Miss Rachel Wall has been spending part of her vacation with friends in Nashua and Manchester, N.H.

Miss Margaret Driscoll, of Lynn, a former resident here, has been the guest of Miss Catherine Conley for the past few days, and during her visit here has called on many of her old friends.

The Graniteville boys who were called in the last draft and sent to Camp Jackson, Columbia, S.C., report that they have arrived safely and are well pleased with their quarters in the south. Clarence Dane has been appointed a corporal and Henry J. Healy has recently joined the medical corps since going there.

Ayer
News Items.
There is to be a concert in the Soldiers’ club, West street, Wednesday evening, September 18, at half-past seven by Yvonne de Treville, formerly prima donna soprano of the Belgian Royal Opera House, assisted by three other eminent artists. The special feature will be “Daughter of the regiment,” by Donizetti, given in costume. Public invited.

The Liberty Sing will be held as usual at the Soldiers’ club by Jack Archer, Camp Devens’ song leader. Public invited.

Maj. Gen. Henry P. McCain will hold the first review of the 12th division at Camp Devens Saturday morning at 8:30. There will be 20,000 troops in line. Brig. Gen. John N. Hodges will lead the march at the head of the 23rd infantry [brigade]. Brig. Gen. John E. Woodward will head the 24th infantry brigade. The 212th engineers, 212th field signal battalion, 34th machine gun company and division trains will be the other units in order.

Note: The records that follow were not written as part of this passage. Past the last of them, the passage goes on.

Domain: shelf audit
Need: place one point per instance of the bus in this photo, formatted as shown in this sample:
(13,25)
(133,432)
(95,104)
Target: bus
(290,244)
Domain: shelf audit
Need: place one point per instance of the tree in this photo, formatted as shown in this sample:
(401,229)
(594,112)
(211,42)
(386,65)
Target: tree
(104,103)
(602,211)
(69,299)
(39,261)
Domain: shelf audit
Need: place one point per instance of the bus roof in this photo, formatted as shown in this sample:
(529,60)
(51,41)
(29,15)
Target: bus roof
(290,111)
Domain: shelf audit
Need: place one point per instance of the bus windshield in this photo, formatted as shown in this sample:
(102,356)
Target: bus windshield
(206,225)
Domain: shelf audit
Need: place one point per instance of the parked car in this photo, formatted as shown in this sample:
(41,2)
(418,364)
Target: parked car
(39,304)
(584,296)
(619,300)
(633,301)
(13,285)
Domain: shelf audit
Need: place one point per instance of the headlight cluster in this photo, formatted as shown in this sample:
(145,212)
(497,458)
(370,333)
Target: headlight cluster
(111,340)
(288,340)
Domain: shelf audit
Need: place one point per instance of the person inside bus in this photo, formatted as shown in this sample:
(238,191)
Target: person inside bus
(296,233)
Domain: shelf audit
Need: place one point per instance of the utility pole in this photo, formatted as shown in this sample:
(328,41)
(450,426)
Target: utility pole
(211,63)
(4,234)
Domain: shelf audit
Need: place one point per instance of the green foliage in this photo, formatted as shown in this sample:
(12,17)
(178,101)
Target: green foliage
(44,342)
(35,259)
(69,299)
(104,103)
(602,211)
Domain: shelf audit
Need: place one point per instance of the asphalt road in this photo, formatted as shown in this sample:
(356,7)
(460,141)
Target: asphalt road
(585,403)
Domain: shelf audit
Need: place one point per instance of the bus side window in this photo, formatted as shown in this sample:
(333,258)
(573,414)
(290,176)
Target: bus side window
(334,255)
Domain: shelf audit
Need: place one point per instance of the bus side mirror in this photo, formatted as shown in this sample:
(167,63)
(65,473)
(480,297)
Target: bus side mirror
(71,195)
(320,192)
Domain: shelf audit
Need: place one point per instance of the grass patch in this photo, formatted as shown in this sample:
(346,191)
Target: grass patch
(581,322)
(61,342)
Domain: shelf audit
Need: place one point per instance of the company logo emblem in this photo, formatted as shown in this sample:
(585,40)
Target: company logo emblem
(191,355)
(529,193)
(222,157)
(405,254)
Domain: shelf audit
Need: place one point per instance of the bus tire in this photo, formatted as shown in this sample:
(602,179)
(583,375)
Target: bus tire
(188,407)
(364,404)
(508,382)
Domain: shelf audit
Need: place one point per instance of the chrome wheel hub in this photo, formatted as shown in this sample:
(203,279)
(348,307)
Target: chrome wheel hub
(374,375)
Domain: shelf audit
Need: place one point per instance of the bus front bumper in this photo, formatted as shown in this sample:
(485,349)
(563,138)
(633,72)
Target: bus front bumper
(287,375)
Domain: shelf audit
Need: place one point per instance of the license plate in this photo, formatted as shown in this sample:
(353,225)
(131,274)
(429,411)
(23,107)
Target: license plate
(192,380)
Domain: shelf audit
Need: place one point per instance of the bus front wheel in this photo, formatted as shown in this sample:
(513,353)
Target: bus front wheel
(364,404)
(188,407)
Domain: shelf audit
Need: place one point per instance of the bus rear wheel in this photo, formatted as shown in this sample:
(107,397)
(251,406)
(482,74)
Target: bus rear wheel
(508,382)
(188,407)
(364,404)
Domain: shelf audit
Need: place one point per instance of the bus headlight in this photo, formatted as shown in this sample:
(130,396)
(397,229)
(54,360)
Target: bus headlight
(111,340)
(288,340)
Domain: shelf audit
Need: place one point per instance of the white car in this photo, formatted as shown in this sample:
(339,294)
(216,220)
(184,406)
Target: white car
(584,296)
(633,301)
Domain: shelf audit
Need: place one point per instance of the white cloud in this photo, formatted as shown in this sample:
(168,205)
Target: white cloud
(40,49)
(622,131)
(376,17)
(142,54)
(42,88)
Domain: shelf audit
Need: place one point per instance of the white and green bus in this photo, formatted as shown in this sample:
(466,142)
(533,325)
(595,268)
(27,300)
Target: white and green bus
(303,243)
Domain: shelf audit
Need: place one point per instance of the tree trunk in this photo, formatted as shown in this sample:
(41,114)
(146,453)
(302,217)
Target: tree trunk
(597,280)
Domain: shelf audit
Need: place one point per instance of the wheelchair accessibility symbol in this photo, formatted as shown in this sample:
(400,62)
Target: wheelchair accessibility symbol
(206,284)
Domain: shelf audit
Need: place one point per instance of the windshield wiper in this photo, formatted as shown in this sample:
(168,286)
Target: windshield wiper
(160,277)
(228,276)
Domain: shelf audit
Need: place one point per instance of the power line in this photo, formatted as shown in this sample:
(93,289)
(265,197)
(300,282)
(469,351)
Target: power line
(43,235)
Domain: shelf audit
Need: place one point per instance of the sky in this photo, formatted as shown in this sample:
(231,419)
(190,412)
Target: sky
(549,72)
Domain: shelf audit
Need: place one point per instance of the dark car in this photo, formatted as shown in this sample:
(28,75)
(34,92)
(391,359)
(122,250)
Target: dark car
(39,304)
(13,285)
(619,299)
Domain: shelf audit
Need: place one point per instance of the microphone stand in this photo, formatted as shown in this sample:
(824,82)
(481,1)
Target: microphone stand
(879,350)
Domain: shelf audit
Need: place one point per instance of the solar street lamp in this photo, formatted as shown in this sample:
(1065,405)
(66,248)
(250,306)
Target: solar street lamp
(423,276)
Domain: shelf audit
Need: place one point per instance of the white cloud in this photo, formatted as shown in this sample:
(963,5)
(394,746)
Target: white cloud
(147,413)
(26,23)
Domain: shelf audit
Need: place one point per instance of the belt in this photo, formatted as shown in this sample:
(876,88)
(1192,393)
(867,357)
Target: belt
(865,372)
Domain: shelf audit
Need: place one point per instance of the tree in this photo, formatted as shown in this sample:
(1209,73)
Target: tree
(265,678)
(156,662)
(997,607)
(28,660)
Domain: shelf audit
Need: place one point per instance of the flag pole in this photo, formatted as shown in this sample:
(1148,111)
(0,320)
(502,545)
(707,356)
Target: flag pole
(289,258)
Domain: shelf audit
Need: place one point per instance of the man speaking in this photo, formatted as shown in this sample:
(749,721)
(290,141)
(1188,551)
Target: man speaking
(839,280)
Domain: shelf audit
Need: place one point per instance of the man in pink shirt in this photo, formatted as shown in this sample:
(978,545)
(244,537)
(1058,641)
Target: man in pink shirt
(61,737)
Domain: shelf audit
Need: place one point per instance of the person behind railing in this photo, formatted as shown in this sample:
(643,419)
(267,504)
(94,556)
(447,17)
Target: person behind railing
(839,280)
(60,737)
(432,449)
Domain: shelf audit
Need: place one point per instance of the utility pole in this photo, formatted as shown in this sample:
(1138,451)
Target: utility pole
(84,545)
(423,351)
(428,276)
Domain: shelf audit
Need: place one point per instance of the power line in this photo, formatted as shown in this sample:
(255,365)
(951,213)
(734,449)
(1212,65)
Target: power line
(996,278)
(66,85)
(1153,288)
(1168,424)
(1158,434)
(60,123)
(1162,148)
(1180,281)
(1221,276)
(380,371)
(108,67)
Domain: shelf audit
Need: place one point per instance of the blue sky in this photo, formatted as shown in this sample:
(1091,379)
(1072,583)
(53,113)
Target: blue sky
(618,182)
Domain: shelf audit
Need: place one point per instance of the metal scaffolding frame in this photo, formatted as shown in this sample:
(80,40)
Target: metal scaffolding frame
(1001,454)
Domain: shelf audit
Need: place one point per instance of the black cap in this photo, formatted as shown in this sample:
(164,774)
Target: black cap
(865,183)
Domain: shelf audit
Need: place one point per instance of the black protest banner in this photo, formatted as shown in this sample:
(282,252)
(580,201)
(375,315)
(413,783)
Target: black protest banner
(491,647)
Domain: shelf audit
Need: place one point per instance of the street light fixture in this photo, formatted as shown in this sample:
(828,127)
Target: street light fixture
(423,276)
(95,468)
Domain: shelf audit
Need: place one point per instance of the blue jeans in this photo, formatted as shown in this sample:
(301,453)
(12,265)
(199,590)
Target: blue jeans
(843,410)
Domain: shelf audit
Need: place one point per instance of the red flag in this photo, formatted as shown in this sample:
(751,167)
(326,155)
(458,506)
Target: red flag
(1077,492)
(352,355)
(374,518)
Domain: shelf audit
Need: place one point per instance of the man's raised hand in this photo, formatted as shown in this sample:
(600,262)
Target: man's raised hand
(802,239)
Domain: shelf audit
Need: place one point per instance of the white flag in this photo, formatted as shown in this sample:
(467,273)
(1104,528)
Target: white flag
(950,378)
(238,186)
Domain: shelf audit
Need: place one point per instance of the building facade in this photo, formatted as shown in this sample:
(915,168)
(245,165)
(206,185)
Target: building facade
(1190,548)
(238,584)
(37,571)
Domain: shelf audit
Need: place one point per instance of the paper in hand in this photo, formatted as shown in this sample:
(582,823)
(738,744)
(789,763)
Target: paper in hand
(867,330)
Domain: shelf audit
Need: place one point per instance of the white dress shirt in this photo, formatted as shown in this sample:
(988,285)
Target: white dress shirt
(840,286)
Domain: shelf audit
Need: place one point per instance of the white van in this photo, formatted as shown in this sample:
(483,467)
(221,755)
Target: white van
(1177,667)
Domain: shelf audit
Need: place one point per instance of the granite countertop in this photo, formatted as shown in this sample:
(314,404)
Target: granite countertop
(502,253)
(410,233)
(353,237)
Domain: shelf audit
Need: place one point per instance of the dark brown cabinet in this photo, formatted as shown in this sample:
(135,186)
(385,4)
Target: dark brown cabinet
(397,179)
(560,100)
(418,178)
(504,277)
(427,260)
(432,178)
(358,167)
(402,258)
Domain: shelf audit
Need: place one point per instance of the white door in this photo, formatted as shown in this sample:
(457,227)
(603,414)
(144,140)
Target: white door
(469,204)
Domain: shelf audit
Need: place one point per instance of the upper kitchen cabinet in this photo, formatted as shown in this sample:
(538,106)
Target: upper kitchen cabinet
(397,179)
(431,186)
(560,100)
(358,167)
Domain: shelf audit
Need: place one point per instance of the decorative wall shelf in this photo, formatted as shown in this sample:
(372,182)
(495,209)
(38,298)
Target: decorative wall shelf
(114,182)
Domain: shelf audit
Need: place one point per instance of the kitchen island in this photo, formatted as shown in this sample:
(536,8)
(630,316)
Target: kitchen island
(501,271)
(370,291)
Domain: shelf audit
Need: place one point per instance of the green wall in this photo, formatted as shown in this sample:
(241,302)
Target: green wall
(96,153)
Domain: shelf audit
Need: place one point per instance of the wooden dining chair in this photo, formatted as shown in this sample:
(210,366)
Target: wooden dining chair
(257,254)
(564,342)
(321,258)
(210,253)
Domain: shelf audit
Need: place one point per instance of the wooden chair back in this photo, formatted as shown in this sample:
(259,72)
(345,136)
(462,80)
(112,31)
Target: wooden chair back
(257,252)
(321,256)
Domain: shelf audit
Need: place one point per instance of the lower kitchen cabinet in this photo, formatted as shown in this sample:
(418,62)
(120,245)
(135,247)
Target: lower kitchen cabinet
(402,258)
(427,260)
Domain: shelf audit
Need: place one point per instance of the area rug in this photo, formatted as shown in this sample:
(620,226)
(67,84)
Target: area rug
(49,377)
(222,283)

Construction has begun for a new laundry building at Camp Devens, where 300 women will be employed to do all the washing for the camp. It will be finished in a month and operated by the quartermaster corps, reclamation department.

Three persons were slightly injured on Tuesday at the camp when a motor bus containing fourteen passengers capsized when in collision with a motor ambulance. Miss Stella Brown, of Shurleville [sic], N.Y., received wounds of the face and shoulders; John R. Waldron, Company K, 74th Infantry, was cut over the left eye, and Ralph Spearin, Company 20, Depot Brigade, had his hands cut by flying glass. The injured were taken to the base hospital, where their wounds were dressed.

Quite a lively mixup took place in front of the C.R.P. Company’s store last Sunday afternoon when a “regular,” more or less under the influence of intoxicants, broke loose and started to clean up a few military police who had endeavored to quiet his unruly ways and escort him to a proper resting up establishment. For a few moments it seemed as though he was going to have his say in the matter, but reinforcements of local police officers and a few more military police, soldiers and officers finally got him in a non-combative position and there he rested until the patrol arrived for him from the camp. Here again a merry time was had in getting him into the patrol, but at last the combined efforts of his captors managed to bundle him in. In the mixup a state officer who got into the engagement with no chance for a war cross and a few military police received several good jolts that surely remained with them for a few days.

District Court. L. J. Wells, a soldier, and Minnie Regan, of Utica, N.Y., were charged with misconduct. The former was given over to the custody of the camp officials. The latter was found not guilty and discharged, upon condition that she return to her home and keep away from this section in the future.